To keep those animations running smoothly while handling background processes, we wrote a non-blocking loop in C that manages touch interrupts and the Wi-Fi stack simultaneously. We also utilized the ESP32's Non-Volatile Storage (NVS) via the Preferences library to save the user's last check-in timestamp locally. This ensures the digital pet's state persists accurately even if the device loses power or is rebooted.

On the software side, we developed a cross-platform mobile application using React Native and TypeScript to serve as the user's primary dashboard for viewing long-term health trends. We chose Firebase as our backend database to bridge the physical hardware and the mobile app. When a user logs symptoms on the physical device, the firmware triggers an asynchronous HTTPS POST request. This request is sent directly via the ESP32's built-in Wi-Fi connection straight to our Firebase backend. This architecture ensures that the hardware and the React Native application stay perfectly in sync, providing a unified, real-time view of the user's data.

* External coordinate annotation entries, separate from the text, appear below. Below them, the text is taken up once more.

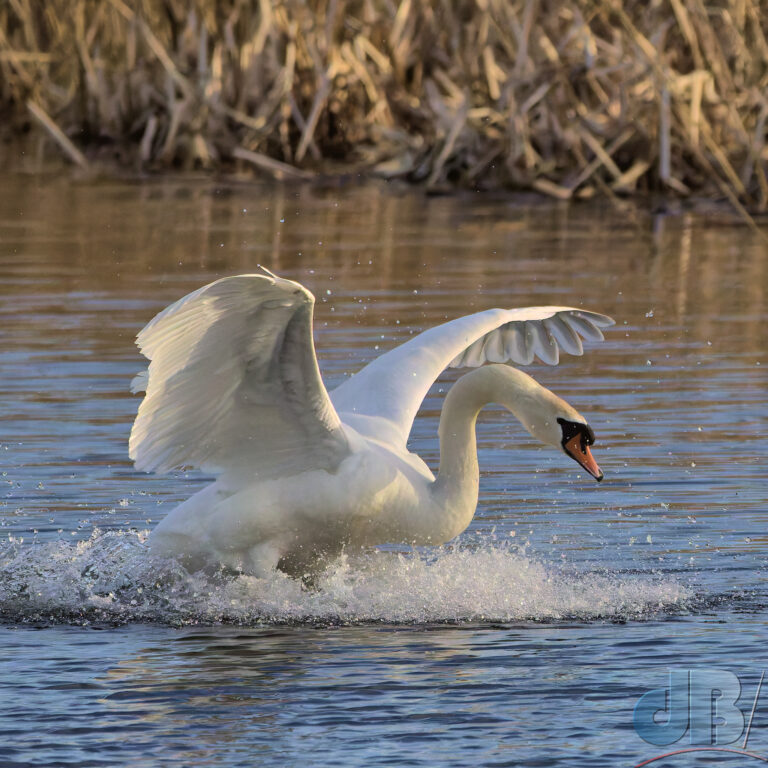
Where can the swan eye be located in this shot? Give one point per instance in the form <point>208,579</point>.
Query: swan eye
<point>572,429</point>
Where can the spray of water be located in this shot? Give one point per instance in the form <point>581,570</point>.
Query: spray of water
<point>110,577</point>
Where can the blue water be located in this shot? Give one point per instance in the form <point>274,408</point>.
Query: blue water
<point>528,640</point>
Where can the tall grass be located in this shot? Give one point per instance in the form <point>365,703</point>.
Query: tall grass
<point>568,97</point>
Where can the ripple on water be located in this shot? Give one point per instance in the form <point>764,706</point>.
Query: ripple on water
<point>111,577</point>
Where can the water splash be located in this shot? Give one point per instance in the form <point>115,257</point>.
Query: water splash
<point>110,577</point>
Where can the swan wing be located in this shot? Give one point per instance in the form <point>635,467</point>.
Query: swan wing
<point>233,383</point>
<point>383,398</point>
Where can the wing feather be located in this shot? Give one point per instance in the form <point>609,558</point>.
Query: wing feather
<point>384,397</point>
<point>233,383</point>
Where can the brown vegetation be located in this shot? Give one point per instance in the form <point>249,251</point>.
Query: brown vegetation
<point>568,97</point>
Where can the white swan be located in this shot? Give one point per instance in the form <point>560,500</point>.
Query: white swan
<point>233,388</point>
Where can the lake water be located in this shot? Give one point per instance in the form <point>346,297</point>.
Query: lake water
<point>527,641</point>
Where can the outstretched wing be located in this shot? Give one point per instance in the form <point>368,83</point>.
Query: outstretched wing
<point>233,383</point>
<point>385,395</point>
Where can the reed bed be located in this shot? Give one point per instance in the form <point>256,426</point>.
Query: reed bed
<point>572,98</point>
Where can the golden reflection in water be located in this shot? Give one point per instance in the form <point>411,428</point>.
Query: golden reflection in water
<point>155,241</point>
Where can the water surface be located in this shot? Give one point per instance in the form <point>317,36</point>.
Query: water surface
<point>525,642</point>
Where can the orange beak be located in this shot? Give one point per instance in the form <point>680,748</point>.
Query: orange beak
<point>583,455</point>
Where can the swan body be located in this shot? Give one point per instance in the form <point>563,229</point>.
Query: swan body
<point>233,388</point>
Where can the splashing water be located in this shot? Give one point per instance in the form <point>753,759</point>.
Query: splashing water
<point>111,577</point>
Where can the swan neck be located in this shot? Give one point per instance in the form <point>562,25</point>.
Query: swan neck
<point>457,484</point>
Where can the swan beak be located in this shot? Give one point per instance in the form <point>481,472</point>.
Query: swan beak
<point>583,455</point>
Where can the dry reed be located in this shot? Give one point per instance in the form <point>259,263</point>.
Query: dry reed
<point>571,98</point>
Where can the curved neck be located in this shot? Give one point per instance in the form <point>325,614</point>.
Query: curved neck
<point>457,484</point>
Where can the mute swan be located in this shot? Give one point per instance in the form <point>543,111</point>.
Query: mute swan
<point>233,388</point>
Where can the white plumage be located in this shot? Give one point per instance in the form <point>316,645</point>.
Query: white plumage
<point>233,388</point>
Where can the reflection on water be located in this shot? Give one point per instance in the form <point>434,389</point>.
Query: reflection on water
<point>677,396</point>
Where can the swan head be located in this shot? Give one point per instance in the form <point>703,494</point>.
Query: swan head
<point>547,417</point>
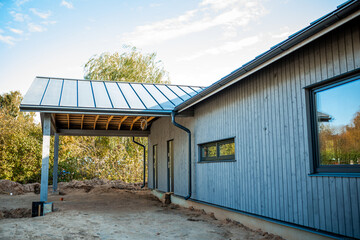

To make all of this gathered data actionable, we integrated the Gemini 2.5 Flash API into our backend infrastructure. This integration powers two core features of the app: real-time menstrual cycle predictions based on the user's daily tracked feelings and an interactive menstrual health chatbot. We specifically chose the Gemini 2.5 Flash model because of its exceptional speed and low latency. The specific tasks we needed the AI to perform, like analyzing structured daily logs to predict cycle phases and answering straightforward health questions, did not require prolonged reasoning or deep-thinking computation. By utilizing Flash, we were able to deliver highly accurate, near-instantaneous responses, ensuring the mobile app's AI features felt just as snappy and responsive as interacting with the physical hardware.

Challenges we ran into

Developing MyFlowFriend hit a major snag when we realized our ESP32 was stuck in a "zombie" disconnected state, making data transfers to our database impossible. We found that the ESP32’s WiFi stack doesn't always reset cleanly on its own, so we had to explicitly call WiFi.disconnect(true) and WiFi.mode(WIFI_STA) to force a fresh start in station mode.

Even with the code fixed, the hardware environment threw another curveball. School networks are notoriously difficult for IoT devices because of captive portals and enterprise security, so we pivoted to a mobile hotspot. However, because the ESP32 lacks a 5GHz radio, it couldn't even "see" the hotspot until we toggled "Maximize Compatibility" in the phone settings to force a 2.4GHz broadcast. Once we aligned the frequency and stabilized the connection routine, the HTTPS requests and NTP time-syncing finally worked. It was a solid reminder that in hardware projects, you have to troubleshoot the physical environment just as much as the code.

Accomplishments that we're proud of

One feature we are especially proud of is the data transfer between the ESP32 and the backend of our app via Wi-fi. This is something we think makes MyFlowFriend stand out as a project, as it highlights the strength of our app and firmware development.

What's next for MyFlowFriend

We would like to design and 3D print a portable, ergonomic housing for the hardware of MyFlowFriend. Additionally, we would like to power our tamagotchi with a 3.7V Li-Po (Lithium Polymer) battery and connect a TP4056 charge and protect module to ensure that our tamagotchi is fully portable and rechargeable.